Verehrte Kunden,
die Coronakrise treibt es auf die Spitze, die Digitalisierung wird als Heilsbringer verehrt. Klar, in der gegenwärtigen Situation, die durch Kontaktsperren und Veranstaltungsverbote gekennzeichnet ist, gewinnt der Onlinehandel an Bedeutung. Sogar Online-Weinproben werden angeboten. Mich erreichen zur Zeit ständig Angebote von Dienstleistern, die Onlinevermarktung auszuweiten, Onlineshops einzurichten usw.
Ob es Sinn macht, dem 1000. Onlineweinhandel den 1001. dazuzufügen, wage ich zu bezweifeln. Wenn die potentiellen Kunden entsprechende Suchbegriffe verwenden, werden sie "totgeschlagen" von einem überbordenden Online-Weinangebot, einer Informationsflut, die jeden Suchenden überfordert. Wer nimmt sich die Zeit, in 50 Onlineshops zu suchen, zu vergleichen, zu bewerten?
Was offensichtlich keiner oder nur wenige Akteure sehen wollen: auch in diesem Markt herrscht der Kapitalismus, sprich die großen Anbieter werden die kleinen verschlingen bzw. aus dem Markt drängen, nur eine Frage der Zeit. Es können ja z.B. bei google nicht gleichzeitig tausend Anbieter vorne stehen, sondern eben nur ein paar wenige, und genau die werden wahrgenommen, und es werden die großen im Geschäft sein.
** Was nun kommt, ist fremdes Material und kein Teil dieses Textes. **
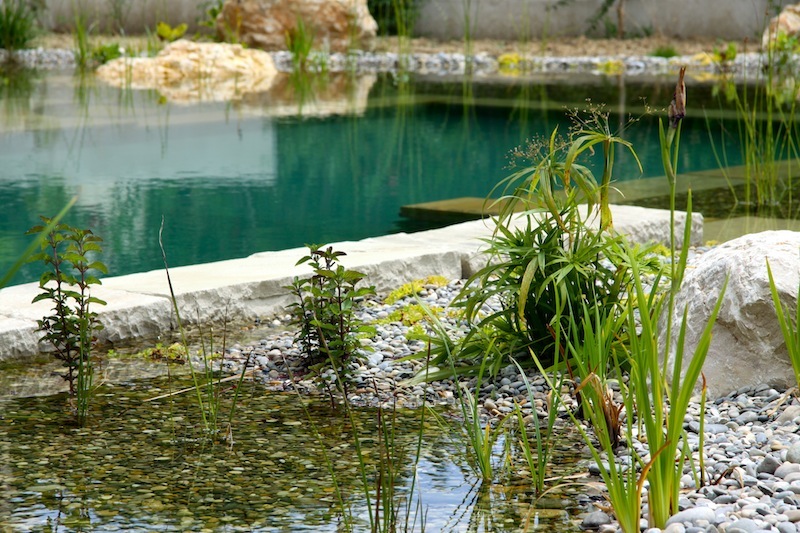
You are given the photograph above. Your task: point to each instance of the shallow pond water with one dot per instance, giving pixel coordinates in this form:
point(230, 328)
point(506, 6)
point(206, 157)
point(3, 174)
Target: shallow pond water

Kleine können sich nur halten durch herausragende und personalisierte Spezialangebote.
Viel spannender als diese Schiene weiter auszubauen, wären Überlegungen, Ideen, wie bringe ich die Konsumenten wieder mit den Erzeugern auf persönlicher Ebene zusammen, weil nur dieser direkte Kontakt die Einzigartigkeit eines Angebots sichtbar, spürbar, erlebbar machen kann und niemals durch eine Technik ersetzt werden kann. Wir Menschen sind eben ein großes Maß geprägt durch Emotionen, seelische Empfindungen und nicht nur durch mathematische Informationsbearbeitung.
Digitalisierung ist nichts anderes als eine ganz primitive Technologie (Abfolge von zwei differenten Zuständen 0 und 1 zur Darstellung und Bearbeitung von Information), der wir uns bedienen, um Sachverhalte so darzustellen, dass sie reproduzierbar sind. Hat seinen Sinn, ist aber nur Teil der Realität, weil der Mensch und menschliche Beziehungen in starkem Maß analog sind und bleiben, wir sind keine Roboter, auch wenn uns verschiedene Wisenschaftsdisziplinen das weis machen wollen. Wir brauchen die Ernährung unserer individuellen seelischen Komponenten.